Cullis was not disposed to discuss the weather. He left Teal abruptly at the foot of the stairs, and Teal gazed at his departing back with an expressionless face. Then he turned and went through the passage into Cannon Row police station and found the man he was wanting to see.

"What's the news about Templar?" he asked. "Has he slipped you again?"

The plain-clothes man nodded ruefully.

"Same as he always does, Mr. Teal.".

"When was this?"

"About four o'clock, sir."

"And hasn't been back since?"

"He hadn't up till half-past nine, when I was relieved."

Teal glared at him.

"Then why the blue monkeys didn't you let me know before?"

"Chiefly because you weren't in, Mr. Teal," said the man truthfully.

Teal turned on his heel and went back into Scotland Yard, and was lucky enough to catch the day telephone operator, who was just going home.

"They tell me there's been no message from the chief today," said Teal. "But are you certain he didn't speak to anyone on the phone?"

"Yes, Mr. Teal, he did. He spoke to Mr. Cullis about six o'clock. The lines got crossed while I was putting somebody else through, as a matter of fact, and I heard him tell Mr. Cullis to stay on tonight until the chief sent him word again."

Teal nodded.

"Thanks. That's all I wanted to know. Goodnight."

"Goodnight, sir."

Teal changed his mind about going home himself. Instead, he returned to his office, took off his overcoat again, and sat down in the dark with a fresh piece of gum.

The departure of Mr. Assistant Commissioner Cullis from his usual routine was explained, even if nothing else was. But there were still far too many things about which Mr. Teal was in the dark; and he meditated those things, for an hour and a half before light dawned on him in a blinding flash that made him shoot out of his chair as if he had been stung.
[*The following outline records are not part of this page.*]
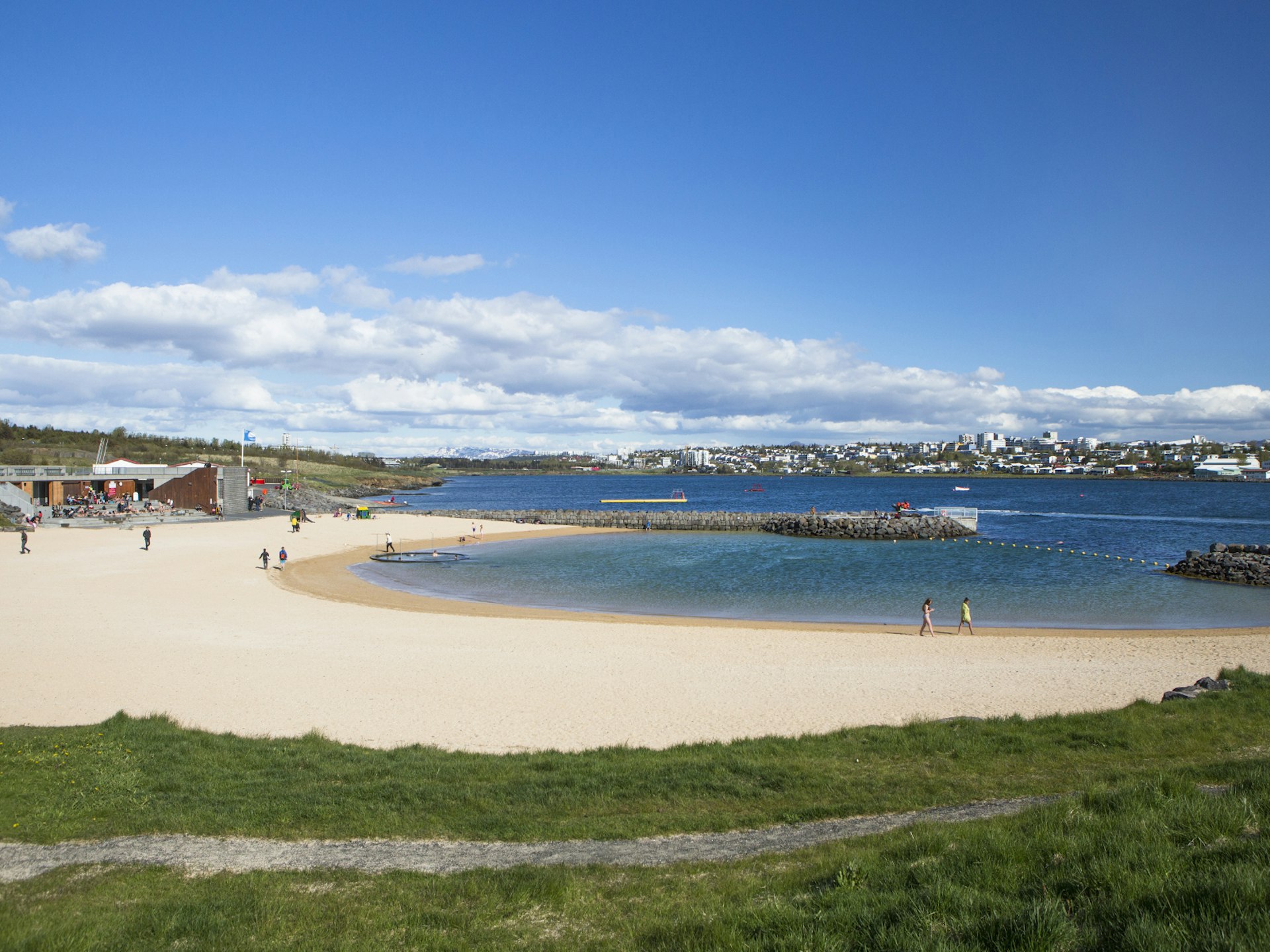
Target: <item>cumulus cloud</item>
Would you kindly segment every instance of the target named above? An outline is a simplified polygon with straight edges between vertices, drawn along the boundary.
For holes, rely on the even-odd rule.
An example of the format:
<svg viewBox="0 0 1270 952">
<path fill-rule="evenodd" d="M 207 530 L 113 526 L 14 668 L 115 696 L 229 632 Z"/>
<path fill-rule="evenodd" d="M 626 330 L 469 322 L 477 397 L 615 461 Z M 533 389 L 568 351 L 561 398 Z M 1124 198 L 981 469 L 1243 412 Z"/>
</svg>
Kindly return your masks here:
<svg viewBox="0 0 1270 952">
<path fill-rule="evenodd" d="M 10 253 L 28 261 L 61 258 L 64 261 L 91 261 L 102 256 L 105 245 L 88 236 L 89 227 L 76 225 L 41 225 L 18 228 L 4 236 Z"/>
<path fill-rule="evenodd" d="M 245 288 L 269 297 L 293 297 L 314 293 L 321 287 L 321 278 L 298 264 L 264 274 L 235 274 L 229 268 L 217 268 L 203 279 L 203 286 L 217 291 Z"/>
<path fill-rule="evenodd" d="M 133 366 L 0 354 L 0 399 L 28 406 L 279 409 L 251 374 L 182 363 Z"/>
<path fill-rule="evenodd" d="M 364 310 L 354 316 L 286 300 L 315 279 Z M 202 284 L 116 283 L 9 298 L 0 301 L 0 334 L 10 339 L 196 362 L 193 385 L 175 371 L 155 380 L 121 371 L 131 400 L 170 405 L 160 395 L 179 392 L 188 414 L 234 406 L 276 414 L 292 428 L 431 428 L 456 439 L 519 434 L 522 443 L 530 434 L 643 434 L 663 444 L 690 434 L 744 442 L 791 433 L 845 440 L 961 429 L 1176 437 L 1270 428 L 1270 391 L 1252 385 L 1022 390 L 991 367 L 894 367 L 860 359 L 836 340 L 649 326 L 528 293 L 394 300 L 357 268 L 221 269 Z M 296 388 L 291 374 L 304 374 L 307 387 Z M 72 390 L 66 405 L 81 396 Z M 29 404 L 30 393 L 18 402 Z M 0 400 L 0 413 L 6 404 L 15 401 Z"/>
<path fill-rule="evenodd" d="M 17 301 L 18 298 L 27 297 L 30 292 L 27 288 L 19 288 L 10 284 L 4 278 L 0 278 L 0 305 L 8 301 Z"/>
<path fill-rule="evenodd" d="M 392 261 L 384 265 L 386 270 L 400 272 L 401 274 L 422 274 L 425 278 L 438 278 L 447 274 L 462 274 L 485 267 L 481 255 L 414 255 L 401 261 Z"/>
</svg>

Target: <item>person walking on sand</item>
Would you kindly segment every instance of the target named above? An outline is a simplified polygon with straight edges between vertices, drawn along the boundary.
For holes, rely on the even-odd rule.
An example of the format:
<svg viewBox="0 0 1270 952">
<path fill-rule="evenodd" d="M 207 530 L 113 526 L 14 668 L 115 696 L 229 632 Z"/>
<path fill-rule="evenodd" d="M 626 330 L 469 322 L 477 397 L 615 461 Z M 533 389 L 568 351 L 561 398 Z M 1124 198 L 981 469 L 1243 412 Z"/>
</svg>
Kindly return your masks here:
<svg viewBox="0 0 1270 952">
<path fill-rule="evenodd" d="M 926 637 L 926 630 L 931 630 L 931 637 L 935 637 L 935 626 L 931 625 L 931 599 L 922 602 L 922 627 L 918 628 L 917 633 Z"/>
<path fill-rule="evenodd" d="M 974 626 L 970 625 L 970 599 L 969 598 L 963 598 L 961 599 L 961 621 L 959 621 L 956 623 L 956 633 L 958 635 L 961 633 L 961 626 L 963 625 L 970 630 L 972 635 L 974 635 Z"/>
</svg>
A moment afterwards he was tearing through a timetable. And he swore fluently when he found that he had missed the last train to the place where he wanted to go.

He descended the stairs at a surprising speed for a man of his languid appearance, and a few seconds later he was barking at the first man he met.
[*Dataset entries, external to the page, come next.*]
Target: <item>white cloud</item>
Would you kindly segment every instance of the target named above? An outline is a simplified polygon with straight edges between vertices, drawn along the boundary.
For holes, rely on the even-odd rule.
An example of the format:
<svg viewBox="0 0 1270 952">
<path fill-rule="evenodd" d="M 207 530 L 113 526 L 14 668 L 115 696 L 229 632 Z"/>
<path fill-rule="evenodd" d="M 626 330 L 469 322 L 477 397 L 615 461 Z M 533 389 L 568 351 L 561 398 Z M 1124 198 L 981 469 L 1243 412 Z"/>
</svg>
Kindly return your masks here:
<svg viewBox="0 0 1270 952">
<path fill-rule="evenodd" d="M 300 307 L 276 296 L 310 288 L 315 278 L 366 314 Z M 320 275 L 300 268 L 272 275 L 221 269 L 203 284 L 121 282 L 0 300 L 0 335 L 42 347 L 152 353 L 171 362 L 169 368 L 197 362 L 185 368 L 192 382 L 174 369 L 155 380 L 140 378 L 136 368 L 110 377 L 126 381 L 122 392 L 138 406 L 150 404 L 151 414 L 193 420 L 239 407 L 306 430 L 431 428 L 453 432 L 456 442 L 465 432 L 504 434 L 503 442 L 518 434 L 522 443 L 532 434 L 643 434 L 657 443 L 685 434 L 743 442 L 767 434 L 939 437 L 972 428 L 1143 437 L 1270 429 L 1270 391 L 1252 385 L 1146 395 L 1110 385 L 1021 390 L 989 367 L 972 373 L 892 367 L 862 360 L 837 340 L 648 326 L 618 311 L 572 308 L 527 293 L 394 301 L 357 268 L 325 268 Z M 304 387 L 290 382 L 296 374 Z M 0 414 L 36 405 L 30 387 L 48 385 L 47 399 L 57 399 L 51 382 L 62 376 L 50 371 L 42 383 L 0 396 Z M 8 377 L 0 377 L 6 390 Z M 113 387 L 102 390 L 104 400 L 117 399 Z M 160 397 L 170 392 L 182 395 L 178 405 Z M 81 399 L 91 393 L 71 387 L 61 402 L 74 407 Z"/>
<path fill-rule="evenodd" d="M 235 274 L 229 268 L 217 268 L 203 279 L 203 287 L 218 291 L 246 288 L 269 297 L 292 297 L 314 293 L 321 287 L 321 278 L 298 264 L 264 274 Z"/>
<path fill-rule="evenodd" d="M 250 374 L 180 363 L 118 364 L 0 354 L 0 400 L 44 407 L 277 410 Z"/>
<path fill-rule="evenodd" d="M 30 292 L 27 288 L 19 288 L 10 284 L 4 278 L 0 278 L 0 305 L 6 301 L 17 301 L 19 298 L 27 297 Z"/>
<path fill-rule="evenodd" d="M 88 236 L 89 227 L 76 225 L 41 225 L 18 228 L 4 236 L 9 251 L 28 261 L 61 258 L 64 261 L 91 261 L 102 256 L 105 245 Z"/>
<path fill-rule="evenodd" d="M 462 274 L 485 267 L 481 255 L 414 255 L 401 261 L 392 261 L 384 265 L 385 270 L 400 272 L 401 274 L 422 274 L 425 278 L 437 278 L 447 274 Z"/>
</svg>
"Get me a fast Flying Squad car," he said, "and a couple of men with it. And they'd better be armed!"

The car and the men were outside the Yard within five minutes, and Teal climbed in.

He gave the name of an obscure village in Surrey, and fumed at the delay while the driver consulted a map.

"It's near Guildford, anyway," snapped Teal. "Make for Guildford, and I'll look out the rest while we're going along."

He knew the place was near Guildford, because that was where the telegram which he had intercepted had been handed in; and the prosaic words on the tape pasted across the Inland Telegraph form seemed to stand out in the blackness in letters of fire when he closed his eyes, although they merely conveyed information which should not have been in the least disturbing to a man of Teal's experience.

Have taken Trelawney and Templar. Come down at once.

The message had been signed with the name of the chief commissioner, and it had been sent from Guildford at nine o'clock. An address was given at the end of the message.

It had taken Teal a whole ninety minutes to read between the lines of that simple statement, and, even so, when he thought it over afterwards at his leisure, he was not disposed to consider himself slow on the uptake.